KABUL, KOMPAS.com - Zarifa Ghafari (29 tahun) memiliki luka yang dalam di kakinya karena ia harus lari dari kantornya saat Taliban mendekati Kabul.
Selama 10 kilometer "di bawah sinar matahari yang mematikan", dia terus berlari ke tempat yang lebih aman, mengumpulkan saudara perempuannya dari universitas di jalan.
Dengan kondisi Afghanistan sekarang, rencana pesta pernikahan, dan kelulusan saudara perempuannya gagal.
"Kami yang baru saja hidup normal, mendadak, semuanya pergi 'boom'. Setiap orang, semua mimpi kami hancur. Hati kami berhenti. Semua orang sangat kesakitan," protesnya.
Baca juga: Genjot Proses Evakuasi, AS Terjunkan Lebih Banyak Petugas Konsuler ke Afghanistan
Ghafari pada usia 26 tahun telah menjadi salah satu wali kota wanita pertama Afghanistan di kota konservatif Maidan Shar, barat daya Kabul.
Dia dilarang menjabat selama 9 bulan karena protes dan ancaman oleh politisi lokal tentang usia dan jenis kelaminnya.
Melansir Sydney Morning Herald pada Selasa (17/8/2021), ia juga tidak asing dengan upaya pembunuhan. Tiga kali dia coba dibunuh, syukurnya digagalkan oleh pihak keamanannya.
Namun, selama 3 tahun dia menjalankan pekerjaannya, baru pada Mei 2021, dia mengatakan kepada majalah Time bahwa "bekerja sebagai wali kota wanita, itu adalah upaya terus-menerus agar kekuatan wanita diterima".
Pada November 2020, ayahnya Jenderal Abdul Wasi Ghafari ditembak mati di depan rumahnya oleh Taliban, beberapa hari setelah diketahui ia adalah ayah dari wali kota wanita pertama Afghanistan.

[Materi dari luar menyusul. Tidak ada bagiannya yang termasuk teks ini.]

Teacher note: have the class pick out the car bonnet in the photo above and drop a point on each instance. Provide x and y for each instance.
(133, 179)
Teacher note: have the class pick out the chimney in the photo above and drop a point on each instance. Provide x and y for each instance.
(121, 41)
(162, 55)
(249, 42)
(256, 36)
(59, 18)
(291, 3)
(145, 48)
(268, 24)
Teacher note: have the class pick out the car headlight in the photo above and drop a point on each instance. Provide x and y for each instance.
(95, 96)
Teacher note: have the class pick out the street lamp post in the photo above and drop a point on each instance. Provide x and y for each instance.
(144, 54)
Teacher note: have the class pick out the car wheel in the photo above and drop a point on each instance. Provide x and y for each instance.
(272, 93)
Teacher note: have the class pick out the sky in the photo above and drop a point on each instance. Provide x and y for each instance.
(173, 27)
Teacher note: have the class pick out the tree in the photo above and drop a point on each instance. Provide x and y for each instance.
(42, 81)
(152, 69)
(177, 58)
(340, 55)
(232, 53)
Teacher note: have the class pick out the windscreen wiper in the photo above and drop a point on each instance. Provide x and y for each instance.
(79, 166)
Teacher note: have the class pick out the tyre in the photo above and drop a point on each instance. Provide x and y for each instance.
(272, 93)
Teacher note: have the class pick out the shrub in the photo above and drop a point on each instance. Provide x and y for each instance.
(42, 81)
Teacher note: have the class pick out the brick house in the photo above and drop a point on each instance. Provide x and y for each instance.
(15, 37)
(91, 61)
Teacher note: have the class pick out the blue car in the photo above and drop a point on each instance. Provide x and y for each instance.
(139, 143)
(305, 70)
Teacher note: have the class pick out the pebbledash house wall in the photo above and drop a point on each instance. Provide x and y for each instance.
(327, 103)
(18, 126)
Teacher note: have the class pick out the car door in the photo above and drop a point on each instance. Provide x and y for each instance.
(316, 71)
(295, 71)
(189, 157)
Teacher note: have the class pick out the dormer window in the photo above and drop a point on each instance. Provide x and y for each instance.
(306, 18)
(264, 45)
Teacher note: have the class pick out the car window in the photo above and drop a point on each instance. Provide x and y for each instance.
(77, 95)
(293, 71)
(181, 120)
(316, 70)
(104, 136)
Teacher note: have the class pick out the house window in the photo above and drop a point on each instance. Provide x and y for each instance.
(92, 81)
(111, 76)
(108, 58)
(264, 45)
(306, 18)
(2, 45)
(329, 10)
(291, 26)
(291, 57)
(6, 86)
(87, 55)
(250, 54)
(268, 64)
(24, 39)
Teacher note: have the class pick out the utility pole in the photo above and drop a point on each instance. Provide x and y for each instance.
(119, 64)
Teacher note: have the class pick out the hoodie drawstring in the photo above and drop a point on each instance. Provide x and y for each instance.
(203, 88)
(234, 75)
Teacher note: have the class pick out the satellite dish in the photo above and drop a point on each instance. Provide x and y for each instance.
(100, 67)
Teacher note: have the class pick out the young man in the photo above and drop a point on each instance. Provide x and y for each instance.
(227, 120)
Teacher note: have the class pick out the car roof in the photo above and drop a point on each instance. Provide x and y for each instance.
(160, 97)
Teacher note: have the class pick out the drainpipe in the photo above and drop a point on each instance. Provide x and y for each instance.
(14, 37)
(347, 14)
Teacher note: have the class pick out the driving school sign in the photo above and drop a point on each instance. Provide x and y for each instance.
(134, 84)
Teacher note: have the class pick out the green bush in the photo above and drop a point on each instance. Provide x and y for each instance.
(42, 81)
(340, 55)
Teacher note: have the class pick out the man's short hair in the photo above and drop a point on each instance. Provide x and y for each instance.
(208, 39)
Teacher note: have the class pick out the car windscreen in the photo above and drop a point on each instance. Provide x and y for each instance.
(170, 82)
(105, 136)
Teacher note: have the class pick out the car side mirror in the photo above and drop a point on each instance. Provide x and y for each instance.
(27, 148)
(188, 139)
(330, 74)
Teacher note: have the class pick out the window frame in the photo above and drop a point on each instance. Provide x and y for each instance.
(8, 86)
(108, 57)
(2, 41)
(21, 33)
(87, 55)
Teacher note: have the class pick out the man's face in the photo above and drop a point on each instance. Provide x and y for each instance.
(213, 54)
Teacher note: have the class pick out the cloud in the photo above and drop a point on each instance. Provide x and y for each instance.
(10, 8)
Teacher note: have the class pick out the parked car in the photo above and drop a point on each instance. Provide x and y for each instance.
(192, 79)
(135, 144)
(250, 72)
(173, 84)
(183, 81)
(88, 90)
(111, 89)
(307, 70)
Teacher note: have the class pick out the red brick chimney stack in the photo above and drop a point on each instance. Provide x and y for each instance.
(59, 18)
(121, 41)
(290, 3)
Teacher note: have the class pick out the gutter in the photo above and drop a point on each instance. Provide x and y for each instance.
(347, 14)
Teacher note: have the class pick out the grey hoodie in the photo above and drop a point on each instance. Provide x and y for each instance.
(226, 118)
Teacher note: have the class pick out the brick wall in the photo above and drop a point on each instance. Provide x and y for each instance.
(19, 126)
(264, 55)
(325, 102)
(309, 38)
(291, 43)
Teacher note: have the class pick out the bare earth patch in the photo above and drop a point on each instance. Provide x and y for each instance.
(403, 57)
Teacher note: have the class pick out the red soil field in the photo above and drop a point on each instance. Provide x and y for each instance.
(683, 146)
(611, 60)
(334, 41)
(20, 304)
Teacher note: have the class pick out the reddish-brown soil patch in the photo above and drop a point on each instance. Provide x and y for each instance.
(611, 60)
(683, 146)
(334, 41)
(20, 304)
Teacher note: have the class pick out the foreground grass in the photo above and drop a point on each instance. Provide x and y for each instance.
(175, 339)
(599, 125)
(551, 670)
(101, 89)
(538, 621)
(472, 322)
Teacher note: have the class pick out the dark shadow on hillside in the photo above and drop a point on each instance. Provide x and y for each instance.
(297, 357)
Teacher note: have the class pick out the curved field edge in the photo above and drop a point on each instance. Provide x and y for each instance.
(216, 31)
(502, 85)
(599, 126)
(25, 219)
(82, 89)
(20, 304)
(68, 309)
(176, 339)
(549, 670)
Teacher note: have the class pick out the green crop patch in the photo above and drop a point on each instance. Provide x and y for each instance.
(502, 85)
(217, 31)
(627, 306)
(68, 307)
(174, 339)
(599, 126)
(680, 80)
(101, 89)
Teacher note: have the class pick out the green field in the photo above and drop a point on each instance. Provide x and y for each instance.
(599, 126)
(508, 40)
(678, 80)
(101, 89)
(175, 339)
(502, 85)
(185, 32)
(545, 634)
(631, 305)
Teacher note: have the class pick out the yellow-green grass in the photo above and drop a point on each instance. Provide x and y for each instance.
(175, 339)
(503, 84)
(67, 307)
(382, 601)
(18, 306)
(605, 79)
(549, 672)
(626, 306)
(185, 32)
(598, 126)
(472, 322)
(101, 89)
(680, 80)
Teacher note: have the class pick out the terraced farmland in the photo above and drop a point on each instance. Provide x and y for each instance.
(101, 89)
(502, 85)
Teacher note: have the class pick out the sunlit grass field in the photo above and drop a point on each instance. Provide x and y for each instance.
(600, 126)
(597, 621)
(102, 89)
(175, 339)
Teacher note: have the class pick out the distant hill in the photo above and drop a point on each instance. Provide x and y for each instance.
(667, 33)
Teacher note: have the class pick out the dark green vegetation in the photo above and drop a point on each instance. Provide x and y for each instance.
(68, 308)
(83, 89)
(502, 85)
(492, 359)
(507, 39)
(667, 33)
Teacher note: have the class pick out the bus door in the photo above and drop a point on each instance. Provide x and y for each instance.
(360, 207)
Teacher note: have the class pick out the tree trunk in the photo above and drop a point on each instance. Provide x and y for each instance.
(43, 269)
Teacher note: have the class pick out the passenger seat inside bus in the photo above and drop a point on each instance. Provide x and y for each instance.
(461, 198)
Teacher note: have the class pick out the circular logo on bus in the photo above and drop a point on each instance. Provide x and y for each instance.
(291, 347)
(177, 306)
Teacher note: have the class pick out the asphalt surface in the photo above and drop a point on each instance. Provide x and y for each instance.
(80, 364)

"Taliban membunuh ayah saya hanya karena dia bekerja untuk pemerintah Afghanistan, hanya karena dia seorang tentara. Mereka membunuhnya hanya karena dia berjuang untuk bangsanya dan negara ini. Mereka membunuhnya hanya karena dia adalah ayahku, ayah dari seorang gadis yang berjuang untuk bangsanya, untuk negara ini,” terangnya.
Baca juga: POPULER GLOBAL: Presiden Afghanistan Ada di UEA | Pawang Buaya di AS Nyaris Dimangsa
Dalam kondisi Afghanistan sekarang, Ghafari tahu dia menjadi target Taliban. Pada Minggu (15/8/2021), ketika milisi Taliban tiba di gerbang kota, dia mengatakan kepada seorang jurnalis dari Sunday Independent.
"Saya duduk di sini menunggu mereka (Taliban) datang. Tidak ada yang membantu saya atau keluarga saya. Mereka akan datang untuk orang-orang seperti saya dan membunuh saya," ujarnya putus asa kepada jurnalis tersebut.
Tidak ada kata-kata pertengkaran lagi dari Ghafari dalam panggilan telepon dari Kabul. Hanya ada isak tangis, patah hati, kehancuran, dan keputusasaan.
“Untuk keuntungan yang kami miliki, itu datang dengan pengorbanan yang besar. Kami membayar harga dengan kerja keras kami, kami mendapatkannya dengan darah kami," ucapnya.
"Bukan hanya 20 tahun, bukan hanya hak perempuan, bukan hanya hak asasi manusia, bukan hanya pendidikan, dan kemajuan. Ini tentang kehidupan yang telah dikorbankan untuk kemajuan yang telah dibuat dalam 20 tahun ini,” lanjutnya.